First file contains the name, around 500 (only one column, text file) and another file which contains name as first column and second column contains its synonyms(may be one or two or three or four)....

now what I did, I made a hash of first table with key as name value as name itself. and i read the second file and tried to match the name column with the hash and wrote 2 files, one which matched and another which doesn't match........

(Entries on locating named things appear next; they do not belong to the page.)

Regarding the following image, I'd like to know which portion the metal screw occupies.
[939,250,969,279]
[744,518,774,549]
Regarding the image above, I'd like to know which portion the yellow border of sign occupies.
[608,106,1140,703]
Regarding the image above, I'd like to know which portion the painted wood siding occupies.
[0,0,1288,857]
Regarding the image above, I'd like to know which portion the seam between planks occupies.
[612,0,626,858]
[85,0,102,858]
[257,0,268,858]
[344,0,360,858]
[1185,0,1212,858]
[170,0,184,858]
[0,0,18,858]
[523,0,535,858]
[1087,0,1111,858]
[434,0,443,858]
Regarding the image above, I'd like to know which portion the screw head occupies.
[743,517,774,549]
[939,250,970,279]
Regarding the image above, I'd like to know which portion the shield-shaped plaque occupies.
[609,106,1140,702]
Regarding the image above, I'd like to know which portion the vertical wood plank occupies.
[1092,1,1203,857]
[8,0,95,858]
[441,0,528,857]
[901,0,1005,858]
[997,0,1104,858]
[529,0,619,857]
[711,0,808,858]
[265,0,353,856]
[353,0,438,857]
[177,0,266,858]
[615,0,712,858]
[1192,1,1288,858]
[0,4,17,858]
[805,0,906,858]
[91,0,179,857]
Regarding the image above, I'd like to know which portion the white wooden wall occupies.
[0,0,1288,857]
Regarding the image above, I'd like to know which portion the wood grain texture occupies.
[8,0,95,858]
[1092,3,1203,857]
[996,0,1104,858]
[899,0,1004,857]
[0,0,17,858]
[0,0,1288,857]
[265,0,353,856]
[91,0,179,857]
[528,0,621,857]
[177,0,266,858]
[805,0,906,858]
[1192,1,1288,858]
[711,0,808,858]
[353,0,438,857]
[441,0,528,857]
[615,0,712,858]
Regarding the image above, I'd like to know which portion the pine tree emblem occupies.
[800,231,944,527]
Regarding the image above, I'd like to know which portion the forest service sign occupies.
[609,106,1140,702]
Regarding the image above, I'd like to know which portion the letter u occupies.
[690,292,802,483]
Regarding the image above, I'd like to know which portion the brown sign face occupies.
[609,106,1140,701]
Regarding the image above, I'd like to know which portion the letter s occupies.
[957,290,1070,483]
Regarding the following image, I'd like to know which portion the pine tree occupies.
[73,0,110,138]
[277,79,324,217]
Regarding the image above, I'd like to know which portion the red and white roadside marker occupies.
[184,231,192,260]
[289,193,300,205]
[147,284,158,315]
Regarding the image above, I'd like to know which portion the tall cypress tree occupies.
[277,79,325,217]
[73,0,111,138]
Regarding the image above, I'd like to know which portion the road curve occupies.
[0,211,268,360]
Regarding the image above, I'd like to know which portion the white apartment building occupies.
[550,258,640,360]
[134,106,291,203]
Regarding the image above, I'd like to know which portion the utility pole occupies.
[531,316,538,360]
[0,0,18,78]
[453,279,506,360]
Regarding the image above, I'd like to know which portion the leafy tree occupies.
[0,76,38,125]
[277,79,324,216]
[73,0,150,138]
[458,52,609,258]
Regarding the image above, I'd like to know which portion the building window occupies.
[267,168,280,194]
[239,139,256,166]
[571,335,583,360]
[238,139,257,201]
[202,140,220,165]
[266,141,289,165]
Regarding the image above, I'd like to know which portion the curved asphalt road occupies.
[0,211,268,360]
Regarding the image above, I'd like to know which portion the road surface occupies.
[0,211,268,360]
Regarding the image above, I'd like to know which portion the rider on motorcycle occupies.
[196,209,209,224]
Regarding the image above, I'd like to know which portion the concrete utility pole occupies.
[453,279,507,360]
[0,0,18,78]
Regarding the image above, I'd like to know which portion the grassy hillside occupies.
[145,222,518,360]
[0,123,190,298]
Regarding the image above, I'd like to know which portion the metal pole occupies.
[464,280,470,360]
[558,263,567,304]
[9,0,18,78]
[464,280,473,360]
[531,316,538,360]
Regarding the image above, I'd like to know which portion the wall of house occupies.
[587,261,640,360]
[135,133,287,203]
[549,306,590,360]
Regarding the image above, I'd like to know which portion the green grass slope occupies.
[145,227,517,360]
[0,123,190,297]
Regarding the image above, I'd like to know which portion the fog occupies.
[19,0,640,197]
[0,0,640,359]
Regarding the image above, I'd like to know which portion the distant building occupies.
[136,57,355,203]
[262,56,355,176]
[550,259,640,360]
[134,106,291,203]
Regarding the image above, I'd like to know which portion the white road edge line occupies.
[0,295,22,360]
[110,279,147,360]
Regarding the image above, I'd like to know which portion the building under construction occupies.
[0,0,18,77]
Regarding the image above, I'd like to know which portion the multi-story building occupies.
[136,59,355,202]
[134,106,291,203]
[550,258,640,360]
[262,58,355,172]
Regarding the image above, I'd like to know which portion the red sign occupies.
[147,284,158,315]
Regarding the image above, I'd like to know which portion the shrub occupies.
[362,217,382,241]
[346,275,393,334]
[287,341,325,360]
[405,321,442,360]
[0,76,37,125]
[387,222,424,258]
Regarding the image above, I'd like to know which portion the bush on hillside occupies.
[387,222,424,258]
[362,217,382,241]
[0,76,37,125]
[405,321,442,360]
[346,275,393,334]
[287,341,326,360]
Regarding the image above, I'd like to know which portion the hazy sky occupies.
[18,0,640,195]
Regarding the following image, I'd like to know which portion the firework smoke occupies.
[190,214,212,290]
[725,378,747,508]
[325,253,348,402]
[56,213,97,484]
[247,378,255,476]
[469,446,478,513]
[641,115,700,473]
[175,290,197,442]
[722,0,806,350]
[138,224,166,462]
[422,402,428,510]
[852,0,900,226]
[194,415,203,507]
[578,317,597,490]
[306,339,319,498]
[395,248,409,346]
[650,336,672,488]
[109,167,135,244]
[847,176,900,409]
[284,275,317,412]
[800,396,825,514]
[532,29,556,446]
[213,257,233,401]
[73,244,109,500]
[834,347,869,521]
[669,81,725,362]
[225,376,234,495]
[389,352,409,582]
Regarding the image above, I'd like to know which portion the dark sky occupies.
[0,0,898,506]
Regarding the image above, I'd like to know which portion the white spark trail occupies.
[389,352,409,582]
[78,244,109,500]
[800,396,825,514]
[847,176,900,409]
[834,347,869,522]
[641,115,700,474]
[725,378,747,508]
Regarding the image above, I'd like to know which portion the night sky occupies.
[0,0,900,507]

the problem is I found that some of the names are matching to the synonyms which I was not able to match through script and were pooled out to not match list............. Is there a way so that when I start matching with hash, program checks the name in the synonyms also and when there is a match it returns the name as well as the synonyms.... here is my code:

#!/usr/bin/perl use strict; use warnings; my %hash; my($name,$val,@nam); my ($cnt1,$cnt2) = 0; open(WRITE1,">match_name"); open(WRITE2,">nomatch_name"); open(DATA1,"<name500") or die "Could not open the relevant file"; while(<DATA1>) { chomp; ($name,$val) = split(/\t/,$_); $hash{$name}=$name; } close(DATA1); open(DATA2,"name_syn") or die "Check file"; while(<DATA2>) { chomp $_; if($_=~/^#/) { next; } @nam = split(/\t/,$_); if (exists $hash{$nam[0]}) { print WRITE1 "$hash{$nam[0]}\t$nam[1]\n"; $cnt1 +=1; } else { print WRITE2 "$hash{$name}\n"; $cnt2 +=1; } } print "$cnt1\t$cnt2\n"; close(WRITE1); close(WRITE2);

when I executed this program I got 422 matches and 78 mismatches but when I looked through file 2 I found that some name matched to the synonym and so they were filtered to 'noname_match' file......how to modiy the code so that it matches the name or synonyms....

thanks...

Replies are listed 'Best First'.
Re: hash and matching synonyms
by Util (Priest) on Jun 03, 2007 at 03:18 UTC

    If I understand you correctly, you just need to change this line:

    if (exists $hash{$nam[0]})
    to this:
    if ( grep { exists $hash{$_} } @nam )

    If not, then trim both your input files to the bare minimum of data needed to demonstrate the failing behavior, and post them in this thread.

      Same problem is coming again.....I trimmed the input files to minimum +also..........
        Try posting your revised code along with sample name500 and name_sym files, with just a few lines in each, and your expected and actual match and nomatch files.